R - La France, mais aussi chacun des autres. Je pense que les Quinze font ressentir leur sens des responsabilités, en s'exprimant, dans ce moment très grave au Proche-Orient, où il y a de la tension, l'antagonisme, l'inquiétude, la peur, et où il n'y a aucune perspective politique. Nous disons donc très simplement qu'il faut démarrer sans retard et sans prétexte dilatoire la mise en oeuvre des conclusions de la Commission Mitchell. Cela c'est surtout pour les Israéliens.
Il faut que les Palestiniens fassent encore plus d'efforts contre la violence, le terrorisme.

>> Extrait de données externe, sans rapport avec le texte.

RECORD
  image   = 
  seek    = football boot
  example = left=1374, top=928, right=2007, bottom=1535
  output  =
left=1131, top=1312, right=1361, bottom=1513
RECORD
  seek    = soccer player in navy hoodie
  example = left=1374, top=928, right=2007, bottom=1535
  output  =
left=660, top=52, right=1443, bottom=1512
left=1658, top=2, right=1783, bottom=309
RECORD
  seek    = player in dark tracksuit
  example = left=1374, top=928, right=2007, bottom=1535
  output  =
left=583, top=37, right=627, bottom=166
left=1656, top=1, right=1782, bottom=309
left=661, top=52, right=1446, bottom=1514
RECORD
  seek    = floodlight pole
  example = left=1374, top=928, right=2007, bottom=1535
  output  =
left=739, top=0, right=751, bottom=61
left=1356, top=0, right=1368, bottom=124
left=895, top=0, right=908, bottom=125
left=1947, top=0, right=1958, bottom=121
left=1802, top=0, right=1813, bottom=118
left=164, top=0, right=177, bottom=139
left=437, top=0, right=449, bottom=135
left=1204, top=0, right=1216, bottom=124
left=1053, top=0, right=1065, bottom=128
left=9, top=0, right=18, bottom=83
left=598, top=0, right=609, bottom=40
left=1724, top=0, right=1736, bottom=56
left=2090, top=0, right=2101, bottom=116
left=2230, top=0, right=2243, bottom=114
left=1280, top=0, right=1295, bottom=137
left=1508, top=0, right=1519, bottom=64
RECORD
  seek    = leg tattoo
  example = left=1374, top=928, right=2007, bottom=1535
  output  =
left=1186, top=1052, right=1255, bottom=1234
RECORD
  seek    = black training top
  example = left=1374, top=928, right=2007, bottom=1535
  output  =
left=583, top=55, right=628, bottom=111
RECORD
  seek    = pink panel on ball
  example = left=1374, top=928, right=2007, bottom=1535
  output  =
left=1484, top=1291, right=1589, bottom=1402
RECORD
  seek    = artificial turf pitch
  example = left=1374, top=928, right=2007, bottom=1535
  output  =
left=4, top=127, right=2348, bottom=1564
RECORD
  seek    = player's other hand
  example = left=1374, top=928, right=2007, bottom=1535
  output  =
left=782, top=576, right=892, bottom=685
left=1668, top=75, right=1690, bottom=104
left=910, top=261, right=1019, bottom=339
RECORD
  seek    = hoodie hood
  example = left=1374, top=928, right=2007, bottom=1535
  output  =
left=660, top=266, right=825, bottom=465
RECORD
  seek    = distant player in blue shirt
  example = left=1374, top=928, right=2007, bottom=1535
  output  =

Par ailleurs, nous demandons instamment aux Américains de ne surtout pas se désengager. Nous sommes, bien sûr, prêts à travailler avec tous les protagonistes de la région, avec les Américains, avec le Secrétaire général des Nations unies. Il fallait que nous le disions avec force aujourd'hui, dans ce moment un peu vide et donc inquiétant.
Q - Envisagez-vous l'envoi d'observateurs internationaux ?
R - La déclaration évoque l'utilité pour les deux parties, pour sécuriser les deux parties d'observateurs impartiaux.
Q - Comment cela ?
R - L'Union européenne estime qu'il serait utile pour les deux parties, pour les Israéliens comme pour les Palestiniens, qu'il y ait des observateurs impartiaux, dans le cadre d'un mécanisme de surveillance pour passer de la situation de retenue et d'accalmie à un vrai processus de discussions politiques.